The pure logic lives in rewrite.ts (no pi imports), so tests run without pi or any LLM API keys.

Troubleshooting

plan-stepdown: model X/Y not found The model ID in your ladder doesn't match what's in pi --list-models for your configured provider. Fix the typo, or register a custom provider in ~/.pi/agent/models.json. The extension resets to idle on this error so it won't keep firing.

plan-stepdown: no API key configured for X Run pi auth login for that provider, or set the env var (see pi-mono/packages/ai/src/env-api-keys.ts for the var names per provider).

Pi shows the wrong model in its status display We deliberately call setModel() only once at /plan. Pi's display reads agent.state.model and so shows LADDER[0]'s model the whole time. The actual model that hits the wire is whatever the per-call rewrite substitutes — our own status widget shows the truth. We avoid calling setModel() per turn because it persists the new model as the default in settings.json, which would bounce around constantly.

Status widget doesn't appear The widget needs an interactive TUI. In pi --print / --mode json / --mode rpc, the widget is suppressed but the model swaps still happen.
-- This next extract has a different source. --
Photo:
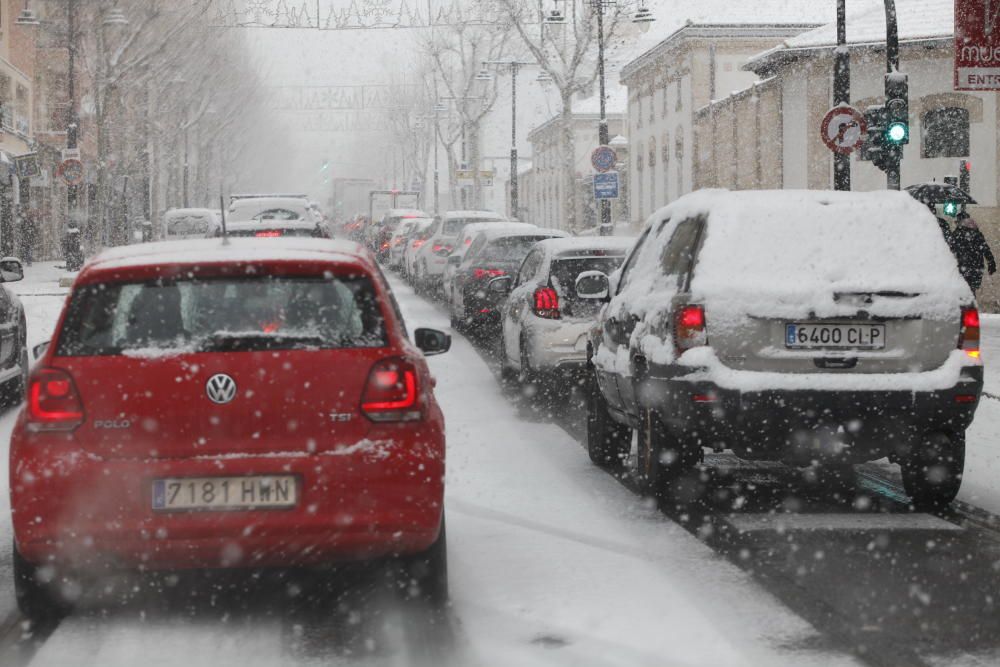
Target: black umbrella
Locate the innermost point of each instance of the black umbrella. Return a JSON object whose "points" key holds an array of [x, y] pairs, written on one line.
{"points": [[937, 193]]}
Plan-ready dialog never appears In non-interactive modes (pi -p, --mode json) there is no dialog UI. If you want the extension to automatically start implementation after planning, use --plan-auto-approve.

Limitations

All rungs must be on the same provider (architectural — see "Same-provider constraint" above).
Anthropic budget thinking and Google models swap model only; the thinking budget is left alone. Use adaptive Anthropic models or set explicit budgets in your proxy if you need per-turn budget control.
The state we persist across /resume is mode + stage. One-shot bump state is intentionally in-memory only. The state machine resumes correctly but the auto-injected IMPL_FIRST_PROMPT fires only once per accept, not on resume.
setModel() is called only at /plan (once per plan→implementation cycle), so pi's own model display lags behind the actual rung in flight. Our status widget shows the truth — see Troubleshooting.
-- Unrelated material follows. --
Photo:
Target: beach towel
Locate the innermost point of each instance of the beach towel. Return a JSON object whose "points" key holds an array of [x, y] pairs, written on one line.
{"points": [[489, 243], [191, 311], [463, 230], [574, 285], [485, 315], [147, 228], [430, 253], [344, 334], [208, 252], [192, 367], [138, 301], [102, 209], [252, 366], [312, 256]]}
How this extension is built

If you want to fork or learn from it:

.pi/extensions/plan-stepdown/index.ts — event subscriptions, mode/state, command registration.
.pi/extensions/plan-stepdown/rewrite.ts — pure functions for API detection and payload rewriting. Zero pi imports so it's testable in isolation.
.pi/extensions/plan-stepdown/rewrite.test.ts — unit tests with realistic payload fixtures, prompt-cache coverage (including user opt-out), reasoning-bump coverage, and two end-to-end lifecycle simulations (with and without a bump).

The pi APIs used are documented at:

pi extensions guide
pi packages guide
extension type definitions
before_agent_start emit site
before_provider_request plumbing
createLoopConfig — explains why per-turn swaps need payload rewriting

The existing upstream plan-mode example is a good reference for the plan/implementation UX pattern this extension extends.

Contributing

Issues and PRs welcome. The change surface is small:

Logic changes go in rewrite.ts with corresponding tests in rewrite.test.ts. Run npm test before sending a PR.
Pi-API integration lives in index.ts. There are no integration tests for this layer — verify by running pi locally and watching the status widget plus your provider's request logs.
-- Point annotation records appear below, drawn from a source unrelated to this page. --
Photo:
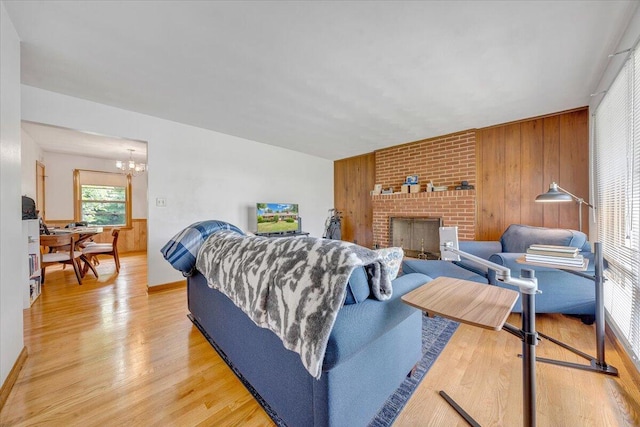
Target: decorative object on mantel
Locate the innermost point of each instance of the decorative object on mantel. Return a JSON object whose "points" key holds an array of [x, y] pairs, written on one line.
{"points": [[130, 167], [464, 185]]}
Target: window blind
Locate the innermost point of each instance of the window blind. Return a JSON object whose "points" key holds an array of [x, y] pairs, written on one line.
{"points": [[616, 178]]}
If you add support for a new API family, add a fixture and a detection test to rewrite.test.ts. The fixture should mirror what the corresponding provider in pi-mono's packages/ai/src/providers/ actually sends on the wire.

License

MIT — see LICENSE.

This extension is independent of pi but builds on its public extension API. pi itself is also MIT-licensed (badlogic/pi-mono).